Her teachers, colleagues and collaborators are her main influences, she says. She works frequently with the same musicians: Fraser and Power, and improvising violinist Silvia Tarozzi, and she has a longstanding relationship with the Quatuor Bozzini. “They have taught me about half the things I know about music in a practical and spiritual sense. And Sean [Shibe] is becoming a really important person on that level too.”

Classical-wise, early-20th-century French composers Satie, Debussy and Ravel – “from a time when musical ‘pleasure’ was expressed through the colour rather than the trajectory of harmony”, are influences. She also cites fellow Canadians Linda Catlin Smith and Martin Arnold, while US experimental composer Pauline Oliveros and her philosophy of deep listening is very close to her heart – “a massive influence”.

If you file Miller under M for minimalism, she is OK with that. “People need labels – it helps you navigate and certainly what I write often involves a kind of repetition, recognisable harmonies and an expansive sense of time.”

Collaborators Quatuor Bozzini: Alissa Cheung, Stéphanie Bozzini, Clemens Merkel and Isabelle Bozzini.View image in fullscreen

Really, though, what she’s doing and how she does it, feels quite unique. “I think of the primary tool of composition as listening. So if I develop myself as a listener, then that’s the main way to develop myself as a composer. If I hear some music in the world and it moves me, then I want to go deeply into that. It’s become how I work.”

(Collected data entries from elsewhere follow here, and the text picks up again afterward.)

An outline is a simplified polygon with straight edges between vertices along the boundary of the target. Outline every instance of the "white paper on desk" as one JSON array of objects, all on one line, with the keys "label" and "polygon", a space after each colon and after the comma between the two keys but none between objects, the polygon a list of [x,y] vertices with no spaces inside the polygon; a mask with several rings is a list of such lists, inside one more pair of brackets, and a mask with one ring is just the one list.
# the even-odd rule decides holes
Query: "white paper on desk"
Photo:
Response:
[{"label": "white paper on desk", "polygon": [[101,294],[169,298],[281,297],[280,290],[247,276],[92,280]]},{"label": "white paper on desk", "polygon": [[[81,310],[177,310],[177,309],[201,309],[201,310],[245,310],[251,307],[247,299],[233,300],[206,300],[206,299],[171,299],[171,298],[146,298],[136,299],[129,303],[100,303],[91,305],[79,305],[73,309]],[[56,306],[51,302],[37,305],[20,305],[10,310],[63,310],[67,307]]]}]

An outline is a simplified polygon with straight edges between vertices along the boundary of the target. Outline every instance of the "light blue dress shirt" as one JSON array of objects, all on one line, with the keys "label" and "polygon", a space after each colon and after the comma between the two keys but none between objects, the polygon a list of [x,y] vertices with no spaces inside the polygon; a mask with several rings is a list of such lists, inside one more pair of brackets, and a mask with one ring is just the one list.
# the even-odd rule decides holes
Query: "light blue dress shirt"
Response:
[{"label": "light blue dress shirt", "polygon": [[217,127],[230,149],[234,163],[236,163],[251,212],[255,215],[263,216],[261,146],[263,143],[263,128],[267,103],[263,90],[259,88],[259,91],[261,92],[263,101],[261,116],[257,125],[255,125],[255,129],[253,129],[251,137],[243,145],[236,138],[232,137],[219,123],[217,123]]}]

But there’s no prescription for how to listen. “A piece of music is just a sort of a place to live in for a while,” she says. “I wouldn’t ever want to impose how an audience member has to listen. When I’m in a concert, my mind is usually wandering, and I love it. In a concert hall, someone in row A is going to have a different experience to someone in the gallery. And it’s not just where they’re sitting in the hall. It’s about who they are as a person and how they have felt about every single piece of music they’ve ever heard in their life, and what they had for breakfast that day and everything! The piece exists in the person’s ears, right?”

  • Sean Shibe and the Dunedin Consort perform Chanter at Milton Court, London on 11 April, then Saffron Hall, Saffron Walden (12 April), Glasgow Royal Concert Hall (13 April) and Queen’s Hall, Edinburgh (14 April).

  • This article was amended on 12 April 2024. Cassandra Miller studied at the University of Victoria in British Columbia, not Victoria University, which is in Australia, as a previous version said.